Eine Studie untersucht, ob Babys mit der Seltenen Erkrankung Tuberöse Sklerose von sehr früher Medikation profitieren. Möglicherweise – so die Hoffnung von Forschenden und Elternvertretern – lassen sich Störungen in der Hirnentwicklung so verringern.

Schlafendes Baby mit einer Nasensonde

Eine klinische Studie untersucht, ob eine sehr frühe medikamentöse Therapie Kinder mit einer tuberösen Sklerose vor geistiger Beeinträchtigung und Autismus schützen kann. 

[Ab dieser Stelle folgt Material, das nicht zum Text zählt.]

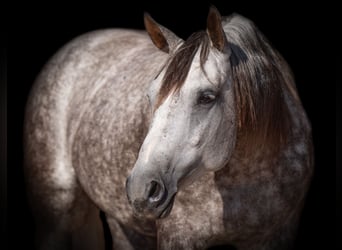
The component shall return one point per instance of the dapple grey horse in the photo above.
(182, 144)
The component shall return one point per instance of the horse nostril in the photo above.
(155, 192)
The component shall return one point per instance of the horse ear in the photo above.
(215, 30)
(163, 38)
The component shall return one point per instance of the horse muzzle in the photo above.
(149, 199)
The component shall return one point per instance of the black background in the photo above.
(38, 31)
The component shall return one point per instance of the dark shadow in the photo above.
(106, 231)
(222, 247)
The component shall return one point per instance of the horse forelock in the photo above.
(180, 62)
(259, 75)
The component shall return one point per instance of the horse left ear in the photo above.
(215, 30)
(163, 39)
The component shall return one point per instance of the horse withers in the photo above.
(182, 144)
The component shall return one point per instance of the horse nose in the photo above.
(156, 193)
(146, 199)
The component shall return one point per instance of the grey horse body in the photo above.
(87, 117)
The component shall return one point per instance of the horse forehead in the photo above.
(213, 70)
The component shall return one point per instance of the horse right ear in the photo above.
(164, 39)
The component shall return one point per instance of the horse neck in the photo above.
(266, 159)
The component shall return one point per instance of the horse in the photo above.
(180, 144)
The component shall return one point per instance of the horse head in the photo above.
(193, 129)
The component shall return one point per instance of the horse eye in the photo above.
(206, 98)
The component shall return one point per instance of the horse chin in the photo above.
(167, 210)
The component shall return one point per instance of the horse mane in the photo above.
(259, 75)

Mit freundl. Genehmigung von Fam. Frank

Nach der Geburt beginnt ein faszinierender Wachstumsprozess im Gehirn: Die Nervenzellen verschalten sich mit rasanter Geschwindigkeit. Über Nervenverbindungen – den Synapsen – entsteht ein neuronales Netz, in dem jede Nervenzelle mit tausenden von anderen verbunden ist. So werden zahlreiche Verbindungen angelegt und auch wieder abgebaut, bis Kleinkinder im Alter von zwei Jahren so viele dieser Verbindungen haben wie Erwachsene. Bei Kindern, die von der Seltenen Erkrankung Tuberöse Sklerose betroffen sind, verläuft dieser Prozess unkontrolliert. Weil eines von zwei Genen (das TSC1- oder TSC2-Gen) verändert ist, fehlt ein im gesunden Organismus vorhandener hemmender Einfluss auf die Zellteilung. Es kommt zu übermäßigem Wachstum und zu übermäßigen und nicht gesunden synaptischen Verbindungen im Gehirn. Gleichzeitig können Gewebe-Fehlbildungen und Tumoren in anderen Organen, wie Herz oder Nieren entstehen.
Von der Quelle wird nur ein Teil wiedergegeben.